Operating System:

[OSX]

Published:

22 March 2016

Protect yourself against future threats.

-----BEGIN PGP SIGNED MESSAGE-----
Hash: SHA1

===========================================================================
             AUSCERT External Security Bulletin Redistribution

                               ESB-2016.0748
                              OS X Server 5.1
                               22 March 2016

===========================================================================

        AusCERT Security Bulletin Summary
        ---------------------------------

Product:           OS X Server
Publisher:         Apple
Operating System:  OS X
Impact/Access:     Access Privileged Data         -- Remote with User Interaction
                   Provide Misleading Information -- Remote with User Interaction
                   Reduced Security               -- Existing Account            
Resolution:        Patch/Upgrade
CVE Names:         CVE-2016-1787 CVE-2016-1777 CVE-2016-1776
                   CVE-2016-1774  

Original Bulletin: 
   https://support.apple.com/en-au/HT206173

- --------------------------BEGIN INCLUDED TEXT--------------------

- -----BEGIN PGP SIGNED MESSAGE-----
Hash: SHA512

APPLE-SA-2016-03-21-7 OS X Server 5.1

OS X Server 5.1 is now available and addresses the following:

Server App
Available for:  OS X Yosemite v10.10.5 and later
Impact:  An administrator may unknowingly store backups on a volume
without permissions enabled
Description:  An issue in Time Machine server did not properly warn
administrators if permissions were ignored when performing a server
backup. This issue was addressed through improved warnings.
CVE-ID
CVE-2016-1774 : CJKApps

Web Server
Available for:  OS X Yosemite v10.10.5 and later
Impact:  An attacker may be able to exploit weaknesses in the RC4
cryptographic algorithm
Description:  RC4 was removed as a supported cipher.
CVE-ID
CVE-2016-1777 : Pepi Zawodsky

Web Server
Available for:  OS X Yosemite v10.10.5 and later
Impact:  A remote user may be able to view sensitive configuration
information
Description:  A file access issue existed in Apache with .DS_Store
and .htaccess files. This issue was addressed through improved access
restrictions.
CVE-ID
CVE-2016-1776 : Shawn Pullum of University of California, Irvine

Wiki Server
Available for:  OS X Yosemite v10.10.5 and later
Impact:  An attacker in a privileged network position may be able to
leak sensitive user information
Description:  An access issue existed in some Wiki pages. This issue
was addressed through improved access restrictions.
CVE-ID
CVE-2016-1787 : an anonymous researcher

OS X Server 5.1 may be obtained from the Mac App Store.

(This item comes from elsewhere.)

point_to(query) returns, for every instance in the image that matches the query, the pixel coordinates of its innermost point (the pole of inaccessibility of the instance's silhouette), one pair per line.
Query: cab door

Information will also be posted to the Apple Security Updates
web site: https://support.apple.com/kb/HT201222

This message is signed with Apple's Product Security PGP key,
and details are available at:
https://www.apple.com/support/security/pgp/
- -----BEGIN PGP SIGNATURE-----
Comment: GPGTools - https://gpgtools.org

iQIcBAEBCgAGBQJW8JQQAAoJEBcWfLTuOo7txasP/RcVgQ2t03szn0LLt0PSFjD9
PZg339iTYRk7sCHyNYwEnBeqdyDuO3005d4yaZ2R2OAI8Q806DJSpcTMG8Nu3sm3
xXceiVb/k+sRzh0nJaSHSVkw2GRzElsm5i6b3yFndeVnXF9eDphrjTeV2MFvoTRl
t2Ml6IiTu944yJlh/NOmdjQZ+Uc2I+REDbUimeCMJVuuVmtd9UNS5VesC5u1BHyb
bDmrd+pazmEjGwWwvxTE4raN7o/st7ZV2uxcjl8/73b/lVy9wBR/J4sxltyWNnm8
PJKbn/J5t8+tqKHupVvOuj4L6GnsOe154oL7bbOmrAhkVBeqBSdUBe9eQNIH0ji3
YwUdyDb3Wy1SyVNvN69tTd+ICTyh7XQQWMUTqV3xgp6tNJ19FXPdv9K/E55n62kw
alfIzLhRafLV7NzUbAgsY8iuC6b3YTd9EJM0mDuh8hlTWYRC7N8HEtyxe4hAhfuO
wMy1sRXWAiTBIZRJKL8KgAiIf7GdyKOvhgfcoL3dEGe5lw2Z9DCHyRihMOWFo2/Q
LsJTxV9grMWN4WJLAm0h9z6AVbIELpRp4HBiq95ndaWm7bZbj6tFCRXvQaMerPut
kuXD3izfEVZvtCSs7i4HKPgZLRgFRd687yVYeTSx2nyhOIeKd+tTfmUjMEw06PaT
9p0+e+mVlJlCmWiFIwsu
=nxck
- -----END PGP SIGNATURE-----

- --------------------------END INCLUDED TEXT--------------------

You have received this e-mail bulletin as a result of your organisation's
registration with AusCERT. The mailing list you are subscribed to is
maintained within your organisation, so if you do not wish to continue
receiving these bulletins you should contact your local IT manager. If
you do not know who that is, please send an email to auscert@auscert.org.au
and we will forward your request to the appropriate person.

NOTE: Third Party Rights
This security bulletin is provided as a service to AusCERT's members.  As
AusCERT did not write the document quoted above, AusCERT has had no control
over its content. The decision to follow or act on information or advice
contained in this security bulletin is the responsibility of each user or
organisation, and should be considered in accordance with your organisation's
site policies and procedures. AusCERT takes no responsibility for consequences
which may arise from following or acting on information or advice contained in
this security bulletin.

NOTE: This is only the original release of the security bulletin.  It may
not be updated when updates to the original are made.  If downloading at
a later date, it is recommended that the bulletin is retrieved directly
from the author's website to ensure that the information is still current.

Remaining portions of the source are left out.